While the new policies will not stop banks from lending to the SOEs, as these are still the high net worth corporate customers, they can spread their lending portfolios wider by including more to SMEs. The SMEs will obviously benefit and China’s banks will increasingly price their loans based on market principles.
While lending rates have been decontrolled, deposit rates have not. The upper ceiling of 110 per cent of the benchmark rate continues to remain on deposits. Several analysts have expressed surprise at the PBOC’s decision to leave the deposit rates untouched. With banks free to determine lending rates, which are higher than the capped deposit rates, profitability of banks remains assured.
One might argue that even if deposit rates had been decontrolled, banks would not have raised them immediately for mobilizing credit. Unlike in India, Chinese banks have not been excessively perturbed over liquidity affecting inflation. As a result, they are unlikely to have used the deposit rate as a tool for mobilizing cash held by the public.
Moreover, a large number of transactions in China still get carried out in cash. Low deposit rates and lack of enough sophisticated financial instruments yielding high returns have ensured that people hold on to idle cash rather than parking it in banks or other areas.
The PBOC’s move though has taken many by surprise. While there have been several opinions expressed in the media and academic circles about China speeding up financial liberalization, many did not expect the PBOC to decontrol lending rates in one go. Most felt the move would be gradual and calibrated.
It is obvious that the PBOC and China’s new leadership has been closely monitoring the developments in the international financial markets and the opportunity for China to play a significant role in global financial transactions and movement of financial assets. The strength and size of the Chinese economy and the increasing use of Yuan in international business transactions gives China the head start in becoming a global financial hub. But this requires China’s domestic financial markets and institutions to adopt rules that are closer to global financial standards.
China’s financial sector reforms have lagged much behind its external sector reforms. The gap is reflected in the structure of China’s balance of payments as well. Huge trade surpluses from the current account have been fueling foreign exchange reserves. China has not had occasions to worry over current account deficits. Quite unlike India again, for whom, capital account surpluses have been essential for managing the current account deficit. While India has not moved to full convertibility in the capital account, its policies on capital inflows and their integration in the domestic debt and equity markets reflect global standards more closely than China’s. This is understandable since China’s focus has hardly been on its capital account.

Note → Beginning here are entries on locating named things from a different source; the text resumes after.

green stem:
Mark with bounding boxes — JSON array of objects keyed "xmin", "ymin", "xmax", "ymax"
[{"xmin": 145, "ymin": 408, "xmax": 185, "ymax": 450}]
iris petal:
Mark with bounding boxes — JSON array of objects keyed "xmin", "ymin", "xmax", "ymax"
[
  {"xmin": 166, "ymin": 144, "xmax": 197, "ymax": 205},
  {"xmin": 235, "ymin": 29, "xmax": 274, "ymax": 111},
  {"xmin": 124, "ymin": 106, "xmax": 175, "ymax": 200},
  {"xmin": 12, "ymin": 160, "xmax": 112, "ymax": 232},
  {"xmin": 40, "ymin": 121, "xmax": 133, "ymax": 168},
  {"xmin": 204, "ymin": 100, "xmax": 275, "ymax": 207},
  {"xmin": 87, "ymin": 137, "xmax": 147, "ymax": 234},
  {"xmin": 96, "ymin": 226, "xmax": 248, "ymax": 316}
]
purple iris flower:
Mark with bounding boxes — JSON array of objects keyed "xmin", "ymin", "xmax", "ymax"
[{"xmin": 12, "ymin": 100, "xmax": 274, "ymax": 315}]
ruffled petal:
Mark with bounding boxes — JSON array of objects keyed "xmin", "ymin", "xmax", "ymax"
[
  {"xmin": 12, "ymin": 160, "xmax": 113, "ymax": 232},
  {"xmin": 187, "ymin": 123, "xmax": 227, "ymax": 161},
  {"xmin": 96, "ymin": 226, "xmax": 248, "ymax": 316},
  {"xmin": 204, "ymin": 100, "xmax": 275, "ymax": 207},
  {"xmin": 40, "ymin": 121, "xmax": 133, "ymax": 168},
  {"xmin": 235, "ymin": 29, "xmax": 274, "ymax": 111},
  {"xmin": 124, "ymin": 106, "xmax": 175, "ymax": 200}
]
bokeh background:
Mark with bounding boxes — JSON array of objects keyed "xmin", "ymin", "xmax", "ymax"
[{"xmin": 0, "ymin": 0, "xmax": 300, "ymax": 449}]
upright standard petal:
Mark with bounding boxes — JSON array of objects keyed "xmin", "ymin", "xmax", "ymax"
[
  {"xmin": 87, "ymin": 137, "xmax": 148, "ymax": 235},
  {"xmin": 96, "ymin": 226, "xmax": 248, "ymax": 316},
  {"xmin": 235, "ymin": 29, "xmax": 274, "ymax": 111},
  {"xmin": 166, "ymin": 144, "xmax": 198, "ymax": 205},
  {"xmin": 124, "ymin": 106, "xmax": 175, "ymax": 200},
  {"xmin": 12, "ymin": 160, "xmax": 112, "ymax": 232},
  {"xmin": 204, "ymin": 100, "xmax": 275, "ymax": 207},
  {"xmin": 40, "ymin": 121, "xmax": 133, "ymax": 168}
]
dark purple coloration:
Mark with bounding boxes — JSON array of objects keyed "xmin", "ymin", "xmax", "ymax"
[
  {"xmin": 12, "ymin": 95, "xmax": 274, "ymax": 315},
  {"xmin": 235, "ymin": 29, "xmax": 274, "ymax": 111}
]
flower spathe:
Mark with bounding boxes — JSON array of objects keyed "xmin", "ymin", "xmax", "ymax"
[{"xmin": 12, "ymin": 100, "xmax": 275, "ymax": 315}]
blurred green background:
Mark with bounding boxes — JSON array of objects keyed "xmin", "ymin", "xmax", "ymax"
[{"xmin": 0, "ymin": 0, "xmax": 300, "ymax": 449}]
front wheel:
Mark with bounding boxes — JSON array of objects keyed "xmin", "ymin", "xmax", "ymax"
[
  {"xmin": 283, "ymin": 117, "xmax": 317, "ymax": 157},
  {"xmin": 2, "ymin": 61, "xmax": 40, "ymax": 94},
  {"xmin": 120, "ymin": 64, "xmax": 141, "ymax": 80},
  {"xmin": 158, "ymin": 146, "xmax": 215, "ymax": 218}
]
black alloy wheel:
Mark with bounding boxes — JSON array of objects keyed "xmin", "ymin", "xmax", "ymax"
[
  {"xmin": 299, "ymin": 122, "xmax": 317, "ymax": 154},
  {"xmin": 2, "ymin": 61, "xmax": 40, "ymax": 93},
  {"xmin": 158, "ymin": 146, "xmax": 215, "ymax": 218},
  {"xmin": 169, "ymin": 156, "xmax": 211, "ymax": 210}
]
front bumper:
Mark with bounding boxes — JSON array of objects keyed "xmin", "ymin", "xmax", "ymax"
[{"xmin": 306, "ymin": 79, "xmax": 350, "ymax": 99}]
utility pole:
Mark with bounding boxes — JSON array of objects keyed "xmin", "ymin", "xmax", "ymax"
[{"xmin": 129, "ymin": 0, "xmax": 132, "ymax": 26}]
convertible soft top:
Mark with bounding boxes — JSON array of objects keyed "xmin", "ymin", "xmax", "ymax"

Banking sector and interest rate reforms are fundamental to financial liberalization and full capital convertibility in China. The earlier regime under President Hu Jintao and Premier Wen Jiabao was more cautious in this respect. The new leadership, however, appears more decisive and keen to change regulations. Deregulating lending rates in one sweep reflects the urgency.
While the interest rate reforms mark the beginning of a new phase of financial liberalization in China, domestic interest groups opposing decontrol continue to remain active. The PBOC’s inability to decontrol deposit rates reflects the resistance of China’s main state-owned banks to the move. These banks have been profiting from the differential between lending and deposit rates. Freeing deposit rates would have gradually raised the pitch for raising them for curbing excessive liquidity and would have affected profitability.
Clearly India is not the only example of reforms remaining incomplete due to intervention by domestic groups. China too suffers from such anomalies.